After editing five films, directing 12 documentaries and writing eight scripts, Priya Krishnaswamy finally decided to jump onto the feature film bandwagon with the Sarita Joshi-starrer, Gangoobai. The film follows the life of a gardener in Matheran and her extraordinary journey to Mumbai to fulfil her dream of owning a gara sari. “The story is of the unlikeliest heroine who overcomes great struggle. Yet it is a very believable story,” says Krishnaswamy, who was keen to pay homage to Mumbai — the city she believes has been extremely kind to her since she first moved here in 1987.
The filmmaker, who studied to be an editor at the Film and Television Institute of India (FTII) in Pune, fell in love with movies in the unlikeliest of places. “I was 12 years old when we lived in the small Nigerian town of Zaria.
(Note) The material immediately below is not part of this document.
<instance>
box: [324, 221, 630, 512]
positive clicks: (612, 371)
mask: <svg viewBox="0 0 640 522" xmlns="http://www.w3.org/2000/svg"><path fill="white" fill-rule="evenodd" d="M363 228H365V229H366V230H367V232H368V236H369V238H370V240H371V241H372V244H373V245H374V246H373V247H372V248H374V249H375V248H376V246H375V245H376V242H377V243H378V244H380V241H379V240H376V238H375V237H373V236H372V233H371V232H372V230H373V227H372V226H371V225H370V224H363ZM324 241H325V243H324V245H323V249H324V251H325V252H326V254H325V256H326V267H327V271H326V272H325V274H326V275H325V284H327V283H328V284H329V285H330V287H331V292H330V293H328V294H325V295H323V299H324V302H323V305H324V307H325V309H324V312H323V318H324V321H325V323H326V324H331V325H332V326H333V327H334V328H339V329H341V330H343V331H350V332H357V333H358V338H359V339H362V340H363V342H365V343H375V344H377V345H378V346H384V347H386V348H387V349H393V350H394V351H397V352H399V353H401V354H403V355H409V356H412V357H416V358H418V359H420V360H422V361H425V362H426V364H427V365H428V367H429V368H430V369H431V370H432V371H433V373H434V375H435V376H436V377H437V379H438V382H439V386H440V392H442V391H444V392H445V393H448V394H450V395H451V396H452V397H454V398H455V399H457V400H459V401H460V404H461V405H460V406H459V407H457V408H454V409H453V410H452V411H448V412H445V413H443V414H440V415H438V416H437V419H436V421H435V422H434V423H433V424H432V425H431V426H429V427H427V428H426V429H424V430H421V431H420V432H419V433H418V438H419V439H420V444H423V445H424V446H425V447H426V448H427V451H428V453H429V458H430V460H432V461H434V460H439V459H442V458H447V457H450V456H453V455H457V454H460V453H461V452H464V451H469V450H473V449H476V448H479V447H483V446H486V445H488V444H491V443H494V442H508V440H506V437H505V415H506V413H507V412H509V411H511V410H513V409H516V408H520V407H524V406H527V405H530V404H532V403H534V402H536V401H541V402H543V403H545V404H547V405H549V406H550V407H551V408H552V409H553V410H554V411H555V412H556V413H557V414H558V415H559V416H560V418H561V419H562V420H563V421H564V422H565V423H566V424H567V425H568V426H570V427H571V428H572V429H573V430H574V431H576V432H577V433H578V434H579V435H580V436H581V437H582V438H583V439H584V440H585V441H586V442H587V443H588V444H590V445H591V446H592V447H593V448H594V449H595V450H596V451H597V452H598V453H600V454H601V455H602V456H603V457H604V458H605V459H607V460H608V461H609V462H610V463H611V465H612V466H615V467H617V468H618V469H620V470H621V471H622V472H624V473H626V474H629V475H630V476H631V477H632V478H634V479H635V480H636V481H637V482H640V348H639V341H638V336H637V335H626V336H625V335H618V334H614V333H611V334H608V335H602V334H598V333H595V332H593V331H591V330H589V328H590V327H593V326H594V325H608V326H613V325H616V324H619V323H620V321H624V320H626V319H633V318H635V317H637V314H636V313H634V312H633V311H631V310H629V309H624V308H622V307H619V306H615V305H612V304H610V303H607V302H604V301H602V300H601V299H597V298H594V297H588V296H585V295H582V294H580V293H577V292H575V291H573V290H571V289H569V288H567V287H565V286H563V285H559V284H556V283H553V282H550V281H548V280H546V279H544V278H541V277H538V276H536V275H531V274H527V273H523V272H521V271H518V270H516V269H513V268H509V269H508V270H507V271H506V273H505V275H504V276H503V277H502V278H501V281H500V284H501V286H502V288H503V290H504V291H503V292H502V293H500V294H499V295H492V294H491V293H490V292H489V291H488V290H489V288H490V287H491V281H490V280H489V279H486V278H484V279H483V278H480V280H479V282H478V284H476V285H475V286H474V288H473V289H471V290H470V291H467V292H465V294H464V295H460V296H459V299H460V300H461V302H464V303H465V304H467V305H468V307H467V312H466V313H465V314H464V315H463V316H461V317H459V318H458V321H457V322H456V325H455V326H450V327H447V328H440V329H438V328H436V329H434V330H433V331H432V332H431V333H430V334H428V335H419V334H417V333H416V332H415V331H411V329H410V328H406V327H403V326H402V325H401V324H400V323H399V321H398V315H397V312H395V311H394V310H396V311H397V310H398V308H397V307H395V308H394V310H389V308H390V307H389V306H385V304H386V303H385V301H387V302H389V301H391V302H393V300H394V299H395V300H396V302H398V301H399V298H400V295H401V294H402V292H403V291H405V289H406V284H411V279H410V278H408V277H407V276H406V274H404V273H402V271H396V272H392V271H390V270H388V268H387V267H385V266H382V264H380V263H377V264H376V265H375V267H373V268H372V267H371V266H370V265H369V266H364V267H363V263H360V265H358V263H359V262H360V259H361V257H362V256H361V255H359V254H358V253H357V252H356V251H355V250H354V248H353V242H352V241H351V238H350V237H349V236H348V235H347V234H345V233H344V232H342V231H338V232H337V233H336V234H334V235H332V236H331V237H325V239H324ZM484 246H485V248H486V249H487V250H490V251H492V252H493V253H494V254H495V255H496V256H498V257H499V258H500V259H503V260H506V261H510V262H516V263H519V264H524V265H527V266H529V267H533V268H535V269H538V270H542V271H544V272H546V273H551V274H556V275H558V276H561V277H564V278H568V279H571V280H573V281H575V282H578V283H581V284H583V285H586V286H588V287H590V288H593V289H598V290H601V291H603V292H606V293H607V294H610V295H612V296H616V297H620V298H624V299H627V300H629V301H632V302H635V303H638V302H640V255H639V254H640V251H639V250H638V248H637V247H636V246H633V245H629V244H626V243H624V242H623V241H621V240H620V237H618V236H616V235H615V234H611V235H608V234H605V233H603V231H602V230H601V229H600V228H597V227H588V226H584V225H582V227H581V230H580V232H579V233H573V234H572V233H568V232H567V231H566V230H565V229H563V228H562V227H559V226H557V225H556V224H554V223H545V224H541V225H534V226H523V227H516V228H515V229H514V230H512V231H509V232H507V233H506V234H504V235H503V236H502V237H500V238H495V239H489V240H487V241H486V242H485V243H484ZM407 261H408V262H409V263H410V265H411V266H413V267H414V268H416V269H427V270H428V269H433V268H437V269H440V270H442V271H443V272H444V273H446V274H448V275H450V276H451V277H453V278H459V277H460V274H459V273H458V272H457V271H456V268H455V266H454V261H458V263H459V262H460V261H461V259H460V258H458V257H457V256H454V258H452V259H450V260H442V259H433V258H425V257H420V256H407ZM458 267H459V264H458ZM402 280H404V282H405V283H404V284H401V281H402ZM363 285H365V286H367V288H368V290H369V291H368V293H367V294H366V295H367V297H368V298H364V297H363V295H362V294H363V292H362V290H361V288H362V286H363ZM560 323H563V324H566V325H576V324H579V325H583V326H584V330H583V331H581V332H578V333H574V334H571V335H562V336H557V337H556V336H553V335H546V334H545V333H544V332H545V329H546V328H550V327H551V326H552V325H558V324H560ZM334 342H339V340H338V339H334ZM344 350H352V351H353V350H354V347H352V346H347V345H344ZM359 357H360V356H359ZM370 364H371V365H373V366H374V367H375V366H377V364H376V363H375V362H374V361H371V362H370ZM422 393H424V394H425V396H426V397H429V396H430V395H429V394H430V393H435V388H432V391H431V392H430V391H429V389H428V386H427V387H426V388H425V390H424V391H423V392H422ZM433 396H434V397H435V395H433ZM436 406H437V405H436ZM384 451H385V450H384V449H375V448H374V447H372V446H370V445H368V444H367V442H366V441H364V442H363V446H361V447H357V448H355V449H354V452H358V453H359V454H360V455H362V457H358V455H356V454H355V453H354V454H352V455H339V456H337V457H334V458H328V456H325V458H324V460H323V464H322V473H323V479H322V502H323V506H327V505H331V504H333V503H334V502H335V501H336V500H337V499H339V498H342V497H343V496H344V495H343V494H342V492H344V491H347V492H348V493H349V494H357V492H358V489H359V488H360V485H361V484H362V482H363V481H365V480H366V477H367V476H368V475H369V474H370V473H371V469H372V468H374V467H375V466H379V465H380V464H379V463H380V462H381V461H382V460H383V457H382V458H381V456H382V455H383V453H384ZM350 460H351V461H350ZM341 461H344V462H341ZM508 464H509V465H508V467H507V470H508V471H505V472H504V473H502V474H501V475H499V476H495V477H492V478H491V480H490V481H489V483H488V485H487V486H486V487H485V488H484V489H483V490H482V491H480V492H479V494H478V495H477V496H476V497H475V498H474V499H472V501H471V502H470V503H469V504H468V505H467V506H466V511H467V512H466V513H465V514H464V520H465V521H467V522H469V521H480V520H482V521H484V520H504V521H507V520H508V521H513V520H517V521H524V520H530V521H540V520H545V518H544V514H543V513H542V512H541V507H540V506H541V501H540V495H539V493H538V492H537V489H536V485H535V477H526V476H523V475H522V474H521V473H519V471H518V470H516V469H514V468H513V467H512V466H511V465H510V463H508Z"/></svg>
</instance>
My parents loved watching movies, and there was little else to do for entertainment. Every week we drove half an hour away to the Lebanon Club, where they screened Hollywood films in the open air. On the drive back home, we always discussed the film — those were my first film appreciation classes,” reminisces Krishnaswamy.
While she began her editing career in films soon after she graduated, Krishnaswamy made her first documentary film in 1988. Although she had been writing scripts consistently, it wasn’t until NFDC’s Screenwriters’ Lab 2009 selected Gangoobai that she decided to take on a feature film project.
“I got extremely lucky with the cast of Gangoobai,” says Krishnaswamy. “I always knew I wanted Purab Kohli to play the role of the boy-next-door accountant, but I had no idea who to cast as Gangoobai.” After she watched Sarita Joshi’s performance on a television show, Krishnaswamy knew she’d found her lead actor. She texted Joshi and instantly got a positive response.
“Gangoobai’s character appealed to me a lot, I just had to accept the role,” says Joshi, who was busy shooting for television show Chand Chupa Baadal Mein then. “It fascinated me that the story wasn’t about her dreaming of the perfect home or children. Gangoobai’s story was about her desiring something so desperately that she just had to have it, even though everyone else laughed at her.”
The film has been screened at four film festivals already. Apart from festivals in Mumbai and Goa, the film has also travelled to Vietnam and Canada. “I was amazed that people sat through a one-hour delay in Goa to watch the film. It was thanks to the loyal audience that Sarita and Purab have and because of the word-of-mouth praise they had received from the Mumbai screening,” says Krishnaswamy, overwhelmed by the response to the film.